Inauguración Sábado 30 de Mayo del 2026 a las 18 hrs.
(Abierta al público del 30 de Mayo al 30 de Junio del 2026)
Música de Goles.
(Exhibición gráfica)
por. - RATONCITO PÉREZ.
A riesgo de caer en el lugar común de escribir de manera general sobre el juego del futbol cuento mi propia experiencia, pues no es lo mismo, aunque sea igual.
Mi abuelo paterno, José Antonio Pérez, nacido con el comienzo del siglo XX en Córdoba, Argentina, era doctor y vivió exiliado en los Estados Unidos de Norteamérica durante la Segunda Guerra Mundial. Fue un hombre al que nunca tuteé y, de quien se sabía, se fue con amigos por el Río de la Plata al Estadio Centenario, con el firme propósito de asistir a la final que disputaba Argentina en el Mundial de 1930, en Montevideo. De regreso de Uruguay, lo abandonó la segura convicción juvenil en el futuro, viendo cómo una muy nueva y originalísima idea para hacer del mundo algo más pequeño y habitable se corrompía definitivamente por las intenciones de un Benito Mussolini en la Italia de 1934, evidenciando la demagogia uruguaya de acoger la primera copa del mundo, aduciendo el centenario de su independencia. Para él, por ese entonces, todo era uno y lo mismo en comparación con la velocidad trepidante de este milenio, y en 1939 se radicó en Estados Unidos de Norteamérica con su familia.

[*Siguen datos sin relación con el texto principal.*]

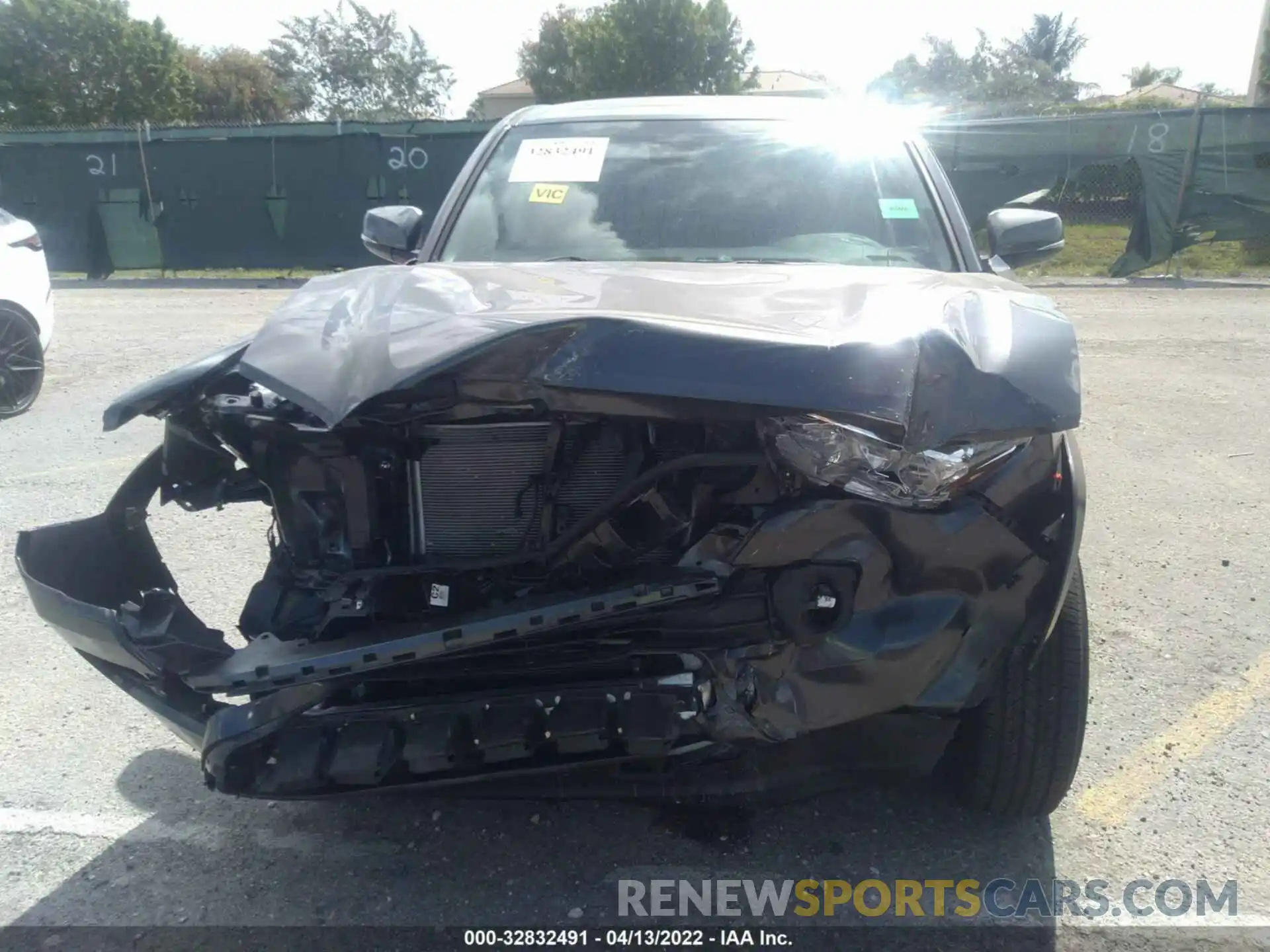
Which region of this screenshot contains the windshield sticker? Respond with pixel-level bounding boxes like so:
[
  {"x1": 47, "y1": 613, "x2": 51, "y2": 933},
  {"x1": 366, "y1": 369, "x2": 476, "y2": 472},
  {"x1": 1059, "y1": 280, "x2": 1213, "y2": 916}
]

Mi papá, de destino arqueólogo exiliado en México, me explicó de visita en las ruinas prehispánicas de Oaxaca, el sentido del juego de pelota donde sólo los vencedores del encuentro ganaban su lugar en el "paraíso" en un merecido sacrificio ritual. Con esa misma lógica, cuando veíamos en televisión algún encuentro de la selección argentina o mexicana, él ocupaba el lugar de quien espera enfrentarse a un excelente equipo del que conviene aprender a superarse a uno mismo, que es, finalmente, de lo que se trata ganar, y no que los otros pierdan. Esperaba un juego con reglas como en la vida.
Mi hermano, periodista y padre de un niño, había tenido la quinceañera ocurrencia de comprar, con el cambio restante de las compras del supermercado que teníamos a nuestro encargo cada semana, un juego de mesa "Chuta-Gol" que anunciaban hasta bajo las almohadas. Evidentemente, yendo contra cualquier lógica de la economía familiar, compramos el fantástico juego y los castigos consecuentes de una madre abnegada. Lo que yo puedo aducir a su favor es su convicción por un fútbol para todos, un juego que por ese entonces ya había trascendido más allá de la cancha y el balón, que bien podía haberse tratado del tenis, el ciclismo, etc., pero que históricamente fue el fútbol. Es su concepto de por qué, así como hoy son las cosas, tal vez ya no lo sean mañana... esperando jugar pimpón.
El Mundial México 1986 trajo para mi, un niño de 12 años, una pertenencia simbólica por primera vez. Es politiquería creer que los pueblos hospitalarios que acogen a los desplazados pasan a la historia encomiados por su humanitarismo, el desarraigo es cruel e insaciable siempre. Para conocer el futbol hay que verlo a través de historias personales, eso es la Música de Goles.